Saturday, November 11, 2006

Hello HTML Scraper

Here is a little java application example that shows one way to scrape data from an HTML page. I wrote a little utility class that I can use to scrape various HTML elements from any web page.

I used the nekohtml project (which is an incubated apache project) to parse the html page. The library is pretty simple to use. You give the library the URL to an HTML page, it parses it, and turns it into a XML DOM (Document Object Model) object. Each of the elements in the html page are represented as a node in the DOM.

Whenever I encounter some new technology I try to make a habit of creating an example in the 'hello' project on sourceforge.
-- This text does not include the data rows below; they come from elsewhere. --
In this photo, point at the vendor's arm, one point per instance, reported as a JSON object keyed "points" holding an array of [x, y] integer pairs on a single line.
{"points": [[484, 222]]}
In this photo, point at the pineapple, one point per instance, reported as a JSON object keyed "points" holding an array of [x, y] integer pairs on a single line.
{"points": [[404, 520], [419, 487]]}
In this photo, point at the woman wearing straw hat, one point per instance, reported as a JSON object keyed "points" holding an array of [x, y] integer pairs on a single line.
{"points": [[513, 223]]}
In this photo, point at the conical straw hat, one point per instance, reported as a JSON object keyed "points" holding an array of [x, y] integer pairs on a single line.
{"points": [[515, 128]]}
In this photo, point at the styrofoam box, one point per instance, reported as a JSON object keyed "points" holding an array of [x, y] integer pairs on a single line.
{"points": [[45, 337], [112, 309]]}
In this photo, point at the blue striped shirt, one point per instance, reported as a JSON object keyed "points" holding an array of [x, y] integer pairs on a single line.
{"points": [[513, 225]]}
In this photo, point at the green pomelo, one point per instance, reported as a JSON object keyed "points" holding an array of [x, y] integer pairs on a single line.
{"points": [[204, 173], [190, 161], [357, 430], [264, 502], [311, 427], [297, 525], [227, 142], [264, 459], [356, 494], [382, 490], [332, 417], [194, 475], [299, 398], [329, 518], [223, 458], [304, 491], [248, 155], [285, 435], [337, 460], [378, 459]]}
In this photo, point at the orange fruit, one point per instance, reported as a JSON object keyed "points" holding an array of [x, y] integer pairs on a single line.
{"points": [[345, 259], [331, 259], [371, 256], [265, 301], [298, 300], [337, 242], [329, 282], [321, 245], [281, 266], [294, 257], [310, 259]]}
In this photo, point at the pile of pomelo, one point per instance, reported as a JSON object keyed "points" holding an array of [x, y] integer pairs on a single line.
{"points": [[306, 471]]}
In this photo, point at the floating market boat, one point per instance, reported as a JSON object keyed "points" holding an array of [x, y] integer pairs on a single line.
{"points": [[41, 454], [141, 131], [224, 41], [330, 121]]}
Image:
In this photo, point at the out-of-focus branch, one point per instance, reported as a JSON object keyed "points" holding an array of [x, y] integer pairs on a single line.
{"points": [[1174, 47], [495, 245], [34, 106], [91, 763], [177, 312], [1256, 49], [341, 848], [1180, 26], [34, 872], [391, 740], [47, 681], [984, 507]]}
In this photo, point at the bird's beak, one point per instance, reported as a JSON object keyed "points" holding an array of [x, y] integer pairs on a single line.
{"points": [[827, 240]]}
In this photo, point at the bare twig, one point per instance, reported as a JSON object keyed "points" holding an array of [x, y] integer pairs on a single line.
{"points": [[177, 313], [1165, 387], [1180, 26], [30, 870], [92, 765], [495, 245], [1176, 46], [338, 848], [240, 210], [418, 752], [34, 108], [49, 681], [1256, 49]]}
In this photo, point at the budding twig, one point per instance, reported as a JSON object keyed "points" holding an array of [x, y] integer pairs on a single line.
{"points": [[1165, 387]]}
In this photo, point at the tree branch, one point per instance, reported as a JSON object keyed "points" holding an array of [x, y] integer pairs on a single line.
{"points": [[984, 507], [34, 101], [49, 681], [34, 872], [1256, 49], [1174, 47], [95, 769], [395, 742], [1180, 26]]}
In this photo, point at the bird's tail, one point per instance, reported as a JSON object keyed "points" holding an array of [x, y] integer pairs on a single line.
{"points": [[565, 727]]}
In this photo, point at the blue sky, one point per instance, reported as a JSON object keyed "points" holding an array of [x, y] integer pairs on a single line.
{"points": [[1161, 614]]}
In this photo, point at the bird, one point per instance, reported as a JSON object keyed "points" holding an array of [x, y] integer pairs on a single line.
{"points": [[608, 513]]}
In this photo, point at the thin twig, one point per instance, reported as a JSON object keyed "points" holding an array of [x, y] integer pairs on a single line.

I start my project by using maven and then work on it using the Eclipse IDE. Exactly how I do that is described in this README.txt file in the project.

The CVS repository information for checking out the example into your Eclipse IDE is:

host = hello.cvs.sourceforge.net
repository path = /cvsroot/hello
user = anonymous
module = /development/examples/hello-html

A unit test, which scrapes all the hyperlinks from the google home page, is here. It tests a little utility class, HTMLPage, that I wrote using the nekohtml library.

My utility class can be used for scraping anything from a page. The code for the utility class implementation is here.

This example shows the basics of how to do HTML scraping.

I am thinking that perhaps it is better as an example of how not to write a teaching example. As a teaching example I do not think it is very good for the following reasons:

  • It trys to be too general when instead it should have just shown how to use the nekohtml API.
  • It unnecessarily introduces a complicated language feature, java generics, that it not important to the teaching example.
  • And if you were looking carefully you will notice I mistakenly called my test a unit test when it is really a system test.

I would write the example over again, except I think you guys probably still got the basics from it.

That's it for this week.

Catch you later,
Tony


That's all for today.
Tony